- Directed by: Mohan Shankar
- Written by: Mohan Shankar
- Produced by: Mohan Shankar
- Starring: Mohan Shankar
- Cinematography: D Prasad Babu
- Music by: Layendra Kokila
- Release date: 17 April 2015;
- Country: India
- Language: Kannada

= Male Nilluvavarege =

2015 Kannada-language Indian film

Male Nilluvavarege (transl. 'Until the rain stops') is a 2015 Indian Kannada film directed by Mohan Shankar and starring himself. The movie is based on a Kannada play by L.N.Sudheendra which was an adaptation of the 1960 English play The Deadly Game which in turn was based on the 1956 German novel A Dangerous Game by Swiss writer Friedrich Dürrenmatt.

== Cast ==
- Mohan Shankar as Mohan
- Kavitha Bohra as Isha
- H. G. Dattatreya as Peter
- Sharath Lohitashwa as Rachaiah
- Srinivas Prabhu as Ramaiah
- Kari Subbu as Pandu
- M. N. Lakshmi Devi
- Bhumika
- Soujanya

== Reception ==
A critic from The Times of India wrote that "It’s a one-man show by Mohan who plays his role to perfection.
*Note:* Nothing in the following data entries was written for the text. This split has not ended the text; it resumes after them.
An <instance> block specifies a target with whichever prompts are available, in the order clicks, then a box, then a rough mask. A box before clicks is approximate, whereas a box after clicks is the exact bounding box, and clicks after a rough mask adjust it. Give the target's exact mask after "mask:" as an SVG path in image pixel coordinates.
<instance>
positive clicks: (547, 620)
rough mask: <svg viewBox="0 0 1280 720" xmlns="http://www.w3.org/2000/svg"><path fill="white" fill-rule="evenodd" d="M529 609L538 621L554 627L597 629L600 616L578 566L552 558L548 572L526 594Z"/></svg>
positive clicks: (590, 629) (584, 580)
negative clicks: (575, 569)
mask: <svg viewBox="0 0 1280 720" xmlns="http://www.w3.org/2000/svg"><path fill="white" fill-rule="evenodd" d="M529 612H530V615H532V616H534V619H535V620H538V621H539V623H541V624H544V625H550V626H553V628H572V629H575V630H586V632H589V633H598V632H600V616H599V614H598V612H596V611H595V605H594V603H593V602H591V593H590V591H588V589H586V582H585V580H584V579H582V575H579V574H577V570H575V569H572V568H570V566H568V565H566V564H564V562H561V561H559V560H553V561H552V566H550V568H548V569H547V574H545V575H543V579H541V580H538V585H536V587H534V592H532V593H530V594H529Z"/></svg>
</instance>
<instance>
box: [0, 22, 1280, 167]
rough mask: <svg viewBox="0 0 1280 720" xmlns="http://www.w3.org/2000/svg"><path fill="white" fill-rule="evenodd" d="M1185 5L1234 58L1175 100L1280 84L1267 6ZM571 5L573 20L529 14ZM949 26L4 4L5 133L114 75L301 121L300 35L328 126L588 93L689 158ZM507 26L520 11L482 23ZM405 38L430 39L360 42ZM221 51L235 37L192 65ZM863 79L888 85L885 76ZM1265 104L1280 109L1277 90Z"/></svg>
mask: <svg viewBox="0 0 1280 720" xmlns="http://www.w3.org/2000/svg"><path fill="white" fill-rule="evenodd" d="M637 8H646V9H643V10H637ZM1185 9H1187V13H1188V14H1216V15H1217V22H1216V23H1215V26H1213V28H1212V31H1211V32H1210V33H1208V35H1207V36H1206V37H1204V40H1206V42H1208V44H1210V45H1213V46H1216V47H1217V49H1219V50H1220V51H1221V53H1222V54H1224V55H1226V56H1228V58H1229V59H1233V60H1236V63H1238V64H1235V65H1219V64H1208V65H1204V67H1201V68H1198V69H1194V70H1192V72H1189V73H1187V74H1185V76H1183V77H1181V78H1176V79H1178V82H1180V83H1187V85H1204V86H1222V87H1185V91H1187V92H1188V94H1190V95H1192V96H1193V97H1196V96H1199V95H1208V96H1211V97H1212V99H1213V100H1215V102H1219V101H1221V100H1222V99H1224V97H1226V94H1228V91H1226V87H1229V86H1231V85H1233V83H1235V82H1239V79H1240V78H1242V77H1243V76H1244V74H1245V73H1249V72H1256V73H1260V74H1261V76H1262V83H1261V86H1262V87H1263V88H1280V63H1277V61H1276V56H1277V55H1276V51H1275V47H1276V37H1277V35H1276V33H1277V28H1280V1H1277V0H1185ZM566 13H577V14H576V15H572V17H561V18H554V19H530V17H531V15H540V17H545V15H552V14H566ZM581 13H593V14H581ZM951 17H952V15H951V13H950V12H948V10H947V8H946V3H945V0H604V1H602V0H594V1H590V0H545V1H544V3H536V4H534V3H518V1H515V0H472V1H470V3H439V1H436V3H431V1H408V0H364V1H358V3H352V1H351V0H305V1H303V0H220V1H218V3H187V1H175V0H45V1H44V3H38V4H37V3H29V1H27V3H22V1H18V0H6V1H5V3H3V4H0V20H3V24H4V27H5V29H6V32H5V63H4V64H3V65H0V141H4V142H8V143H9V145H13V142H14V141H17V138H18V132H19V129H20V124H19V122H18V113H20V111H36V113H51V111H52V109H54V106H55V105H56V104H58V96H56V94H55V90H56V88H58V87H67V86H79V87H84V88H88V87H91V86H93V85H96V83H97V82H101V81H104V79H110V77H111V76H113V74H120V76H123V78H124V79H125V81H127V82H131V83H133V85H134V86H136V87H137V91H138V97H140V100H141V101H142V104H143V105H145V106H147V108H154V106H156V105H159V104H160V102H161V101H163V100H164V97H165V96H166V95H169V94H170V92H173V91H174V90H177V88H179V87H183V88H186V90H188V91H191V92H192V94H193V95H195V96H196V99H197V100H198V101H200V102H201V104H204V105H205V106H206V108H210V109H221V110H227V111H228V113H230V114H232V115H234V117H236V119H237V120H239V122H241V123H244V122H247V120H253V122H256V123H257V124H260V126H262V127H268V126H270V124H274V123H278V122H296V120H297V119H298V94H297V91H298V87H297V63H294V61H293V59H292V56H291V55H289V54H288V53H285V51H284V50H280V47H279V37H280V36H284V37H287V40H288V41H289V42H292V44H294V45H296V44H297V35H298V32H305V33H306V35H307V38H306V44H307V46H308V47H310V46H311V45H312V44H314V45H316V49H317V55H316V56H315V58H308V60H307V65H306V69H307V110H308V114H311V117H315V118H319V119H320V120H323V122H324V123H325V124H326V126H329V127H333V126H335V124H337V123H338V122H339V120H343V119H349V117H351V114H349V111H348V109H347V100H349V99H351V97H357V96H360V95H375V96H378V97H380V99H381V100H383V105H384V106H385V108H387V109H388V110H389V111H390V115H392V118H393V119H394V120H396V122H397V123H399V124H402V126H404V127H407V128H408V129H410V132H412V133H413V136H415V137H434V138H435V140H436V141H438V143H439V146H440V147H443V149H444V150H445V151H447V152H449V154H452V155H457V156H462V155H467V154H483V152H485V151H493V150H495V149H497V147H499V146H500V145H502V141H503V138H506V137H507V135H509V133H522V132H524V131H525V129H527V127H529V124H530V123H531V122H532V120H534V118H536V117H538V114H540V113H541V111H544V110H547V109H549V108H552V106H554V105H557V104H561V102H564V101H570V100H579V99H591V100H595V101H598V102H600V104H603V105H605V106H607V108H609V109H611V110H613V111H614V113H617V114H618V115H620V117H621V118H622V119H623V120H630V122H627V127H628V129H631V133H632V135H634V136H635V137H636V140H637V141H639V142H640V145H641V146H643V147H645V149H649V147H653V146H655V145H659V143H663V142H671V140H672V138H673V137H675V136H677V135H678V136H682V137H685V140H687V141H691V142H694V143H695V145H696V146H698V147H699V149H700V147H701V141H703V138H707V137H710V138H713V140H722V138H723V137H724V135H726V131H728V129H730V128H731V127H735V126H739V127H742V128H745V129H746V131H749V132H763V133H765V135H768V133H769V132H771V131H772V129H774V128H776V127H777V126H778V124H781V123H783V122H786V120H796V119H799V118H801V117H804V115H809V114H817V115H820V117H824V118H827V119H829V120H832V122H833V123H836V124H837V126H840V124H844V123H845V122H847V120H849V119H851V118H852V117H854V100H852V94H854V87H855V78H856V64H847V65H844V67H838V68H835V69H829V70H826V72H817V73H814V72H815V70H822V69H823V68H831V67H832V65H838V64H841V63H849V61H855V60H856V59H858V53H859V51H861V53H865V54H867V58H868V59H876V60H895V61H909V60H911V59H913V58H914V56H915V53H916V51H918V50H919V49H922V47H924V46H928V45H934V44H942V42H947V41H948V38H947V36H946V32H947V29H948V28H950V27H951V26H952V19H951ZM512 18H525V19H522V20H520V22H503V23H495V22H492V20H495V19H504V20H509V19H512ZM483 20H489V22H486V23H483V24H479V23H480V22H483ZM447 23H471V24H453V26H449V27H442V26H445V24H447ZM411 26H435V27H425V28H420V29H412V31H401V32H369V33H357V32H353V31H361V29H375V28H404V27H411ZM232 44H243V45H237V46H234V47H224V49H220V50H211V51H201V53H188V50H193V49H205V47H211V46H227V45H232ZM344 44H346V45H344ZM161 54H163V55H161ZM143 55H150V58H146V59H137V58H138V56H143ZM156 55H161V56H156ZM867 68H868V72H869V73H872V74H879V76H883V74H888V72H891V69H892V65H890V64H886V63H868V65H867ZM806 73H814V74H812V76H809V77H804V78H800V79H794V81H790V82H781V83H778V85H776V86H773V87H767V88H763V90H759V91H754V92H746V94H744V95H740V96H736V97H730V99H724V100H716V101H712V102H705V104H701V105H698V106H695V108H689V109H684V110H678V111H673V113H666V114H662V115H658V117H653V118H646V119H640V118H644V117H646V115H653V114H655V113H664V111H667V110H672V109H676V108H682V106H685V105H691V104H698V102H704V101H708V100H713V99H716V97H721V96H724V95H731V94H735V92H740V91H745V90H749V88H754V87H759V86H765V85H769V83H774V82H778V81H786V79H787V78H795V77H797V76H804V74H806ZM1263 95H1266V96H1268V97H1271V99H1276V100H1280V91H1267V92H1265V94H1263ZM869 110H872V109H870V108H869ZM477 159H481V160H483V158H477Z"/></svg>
Dattatreya, Sharath Lohithahwa, Kari Subbu and Srinivasa Prabhu have done their bit". A critic from The Hindu opined that "The audience needs to have lot of patience to watch Male Nilluvavarege, with a tag line Beware of Rain, as it is dialogue driven thriller drama woven around an incident that takes place in one night".